EVOKEN Shades Of Night Descending 2 x LP (Kreation) 24.99The revised cover art to Evoken's Shades Of Night Descending is one of my favorites within the realm of funeral doom. With a title light that, it would be simple enough to adorn this collection of early Ep and demo recordings from the seminal doom band in some nocturnal imagery, but instead the band opted for Robert Hoyem's epic scenes of towering buildings in the throes of being blasted by the dust of time, an image that perfectly captures Evoken's poetic visions of a mindless, devouring universe found on these recordings. This newer version of the Ep came out a few years ago on Displeased as an expanded version that included the bands demo tape recordings from the late 90s, and has finally been released in a vinyl edition though Kreation in a full-color gatefold package.

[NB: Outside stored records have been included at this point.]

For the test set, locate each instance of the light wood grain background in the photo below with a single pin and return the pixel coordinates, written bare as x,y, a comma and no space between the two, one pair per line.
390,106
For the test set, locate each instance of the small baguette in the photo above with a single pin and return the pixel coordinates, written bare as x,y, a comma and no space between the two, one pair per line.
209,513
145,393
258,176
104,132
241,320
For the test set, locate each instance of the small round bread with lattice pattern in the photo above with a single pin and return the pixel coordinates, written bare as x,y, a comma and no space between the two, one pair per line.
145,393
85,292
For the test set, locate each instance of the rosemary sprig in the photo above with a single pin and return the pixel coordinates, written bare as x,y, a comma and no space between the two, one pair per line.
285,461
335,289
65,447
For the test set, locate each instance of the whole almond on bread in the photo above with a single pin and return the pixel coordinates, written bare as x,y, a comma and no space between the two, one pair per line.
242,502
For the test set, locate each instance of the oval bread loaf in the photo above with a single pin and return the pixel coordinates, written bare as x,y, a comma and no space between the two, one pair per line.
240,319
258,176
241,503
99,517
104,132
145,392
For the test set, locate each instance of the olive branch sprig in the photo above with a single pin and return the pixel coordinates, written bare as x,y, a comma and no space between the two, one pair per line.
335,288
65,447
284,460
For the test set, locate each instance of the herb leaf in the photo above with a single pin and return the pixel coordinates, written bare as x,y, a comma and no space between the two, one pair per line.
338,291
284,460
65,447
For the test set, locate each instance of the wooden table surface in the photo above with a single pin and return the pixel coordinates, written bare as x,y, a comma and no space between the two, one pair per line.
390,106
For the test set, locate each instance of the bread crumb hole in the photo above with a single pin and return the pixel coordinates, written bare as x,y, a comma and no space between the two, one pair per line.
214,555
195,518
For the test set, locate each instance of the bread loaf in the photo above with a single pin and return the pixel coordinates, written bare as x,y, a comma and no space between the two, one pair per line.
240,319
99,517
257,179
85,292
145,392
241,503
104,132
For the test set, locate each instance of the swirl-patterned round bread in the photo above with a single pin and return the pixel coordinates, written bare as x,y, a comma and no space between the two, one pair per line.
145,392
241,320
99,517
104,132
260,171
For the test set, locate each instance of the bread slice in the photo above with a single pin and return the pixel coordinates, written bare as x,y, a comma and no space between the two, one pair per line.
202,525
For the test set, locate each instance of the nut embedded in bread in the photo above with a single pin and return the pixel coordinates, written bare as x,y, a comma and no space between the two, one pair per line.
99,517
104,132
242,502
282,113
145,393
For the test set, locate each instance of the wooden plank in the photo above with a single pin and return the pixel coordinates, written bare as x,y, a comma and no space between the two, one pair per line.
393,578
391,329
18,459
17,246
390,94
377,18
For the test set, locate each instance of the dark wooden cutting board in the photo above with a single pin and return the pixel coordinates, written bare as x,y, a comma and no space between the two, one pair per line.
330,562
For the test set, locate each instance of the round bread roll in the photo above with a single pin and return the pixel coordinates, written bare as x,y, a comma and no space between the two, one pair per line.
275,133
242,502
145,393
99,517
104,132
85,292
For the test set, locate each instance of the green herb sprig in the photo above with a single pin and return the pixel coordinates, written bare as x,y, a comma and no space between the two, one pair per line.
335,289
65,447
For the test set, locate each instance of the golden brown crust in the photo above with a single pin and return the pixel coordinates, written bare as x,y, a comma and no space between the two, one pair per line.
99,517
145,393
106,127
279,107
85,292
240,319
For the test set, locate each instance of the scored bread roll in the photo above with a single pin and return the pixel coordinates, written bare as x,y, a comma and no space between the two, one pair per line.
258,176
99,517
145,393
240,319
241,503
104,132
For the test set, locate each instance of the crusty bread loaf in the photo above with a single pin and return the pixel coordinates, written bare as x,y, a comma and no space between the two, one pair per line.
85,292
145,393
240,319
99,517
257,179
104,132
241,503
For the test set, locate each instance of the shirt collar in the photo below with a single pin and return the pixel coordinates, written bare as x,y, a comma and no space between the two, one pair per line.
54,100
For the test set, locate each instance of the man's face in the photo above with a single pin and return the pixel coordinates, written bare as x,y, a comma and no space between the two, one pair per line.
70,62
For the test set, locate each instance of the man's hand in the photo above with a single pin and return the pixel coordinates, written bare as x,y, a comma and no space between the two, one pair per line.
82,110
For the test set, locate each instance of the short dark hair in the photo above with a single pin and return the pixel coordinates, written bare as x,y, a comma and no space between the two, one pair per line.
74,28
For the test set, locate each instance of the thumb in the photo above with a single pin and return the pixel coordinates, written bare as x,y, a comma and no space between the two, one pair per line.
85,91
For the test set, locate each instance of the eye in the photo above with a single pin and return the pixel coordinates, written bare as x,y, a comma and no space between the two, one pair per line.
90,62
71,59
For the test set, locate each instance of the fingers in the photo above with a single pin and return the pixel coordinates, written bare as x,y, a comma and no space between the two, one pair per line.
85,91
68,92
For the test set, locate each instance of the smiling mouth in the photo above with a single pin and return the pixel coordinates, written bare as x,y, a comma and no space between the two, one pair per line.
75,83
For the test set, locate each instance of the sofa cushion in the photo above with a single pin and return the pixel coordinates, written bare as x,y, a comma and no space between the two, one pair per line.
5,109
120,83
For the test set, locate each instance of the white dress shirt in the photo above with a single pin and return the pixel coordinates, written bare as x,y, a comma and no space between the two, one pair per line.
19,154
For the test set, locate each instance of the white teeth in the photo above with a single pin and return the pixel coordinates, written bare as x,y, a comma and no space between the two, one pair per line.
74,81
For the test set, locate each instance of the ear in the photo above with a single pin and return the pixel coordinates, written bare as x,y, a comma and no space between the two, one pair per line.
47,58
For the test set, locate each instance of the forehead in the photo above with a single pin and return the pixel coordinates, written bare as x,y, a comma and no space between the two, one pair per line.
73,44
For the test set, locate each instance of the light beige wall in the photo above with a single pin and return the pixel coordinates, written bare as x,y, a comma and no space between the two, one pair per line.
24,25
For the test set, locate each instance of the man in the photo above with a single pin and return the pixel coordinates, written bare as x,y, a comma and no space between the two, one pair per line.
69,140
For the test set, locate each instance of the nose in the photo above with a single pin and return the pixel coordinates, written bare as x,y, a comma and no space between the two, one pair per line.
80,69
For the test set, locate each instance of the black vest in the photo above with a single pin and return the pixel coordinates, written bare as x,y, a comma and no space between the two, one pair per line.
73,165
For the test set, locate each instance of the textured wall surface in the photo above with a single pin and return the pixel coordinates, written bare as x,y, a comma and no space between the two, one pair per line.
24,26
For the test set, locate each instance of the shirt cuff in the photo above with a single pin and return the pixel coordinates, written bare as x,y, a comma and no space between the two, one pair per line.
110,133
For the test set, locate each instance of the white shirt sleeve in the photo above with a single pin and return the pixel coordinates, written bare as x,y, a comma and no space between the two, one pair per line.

With a long intro track of minimal black ambience that opens the record, Shades Of Night descends. First released on Cd back in 1994 on the French label Funerus Productions, this debut five-song album might come as a shock to Evoken fans who only know the band's later work; with their heart-stoppingly slow tempos, it can easy to forget that Evoken is and has always been a death metal band, evidenced in the blasting brutality that introduces "In Graven Image". After this furious onslaught, though, Evoken get right down to it as they slip into their sorrowful glacial creep, shifting between morose synths and stark, magisterial acoustic strum of their softer passages, and the tectonic, crushing death-doom laced with depth-charge double-bass drumming and John Paradiso's awesomely ghastly vocals. The songs on this Ep hold up really well, showing that this band had already had a solid grasp of their powerful sound pretty much from the start, and the riffs are immense. There's some more blasting death metal ferocity scattered through the album (with the title track beng one of the album's more scathing numbers), tempered with some of the most mournful slowcore guitar melodies ever.
The second record features the tracks off of Evokens 1996 and 1997 demo cassettes, and as you'd expect, these recordings are slightly more raw and unrefined, though they still pack a heluva punch. There's more use of choral synth sounds with these recordings, adding to the vague gothic feel of the desolate, moaning vocals and sweeping choirs, sounding almost like something off of a Goblin soundtrack before it gives way to the blasting, barbaric death metal of "The Hills Of Arctic Stillness", a surprisingly fast paced assault of guttural down-tuned heaviness. Then there's "Embrace The Emptiness", where Paradiso affects a weird Rozz Williams-esque moan that he trades off with the bottomless death-growls, while the band surges from extreme slow motion doom into lurching passages of sludgy, cavernous death metal.
A classic of ethereal, nihilistic death-doom that comes highly recommended to fans of Thergothon, Mournful Congregation, Disembowelment, Esoteric and Skepticism. On black vinyl, limited to four hundred copies.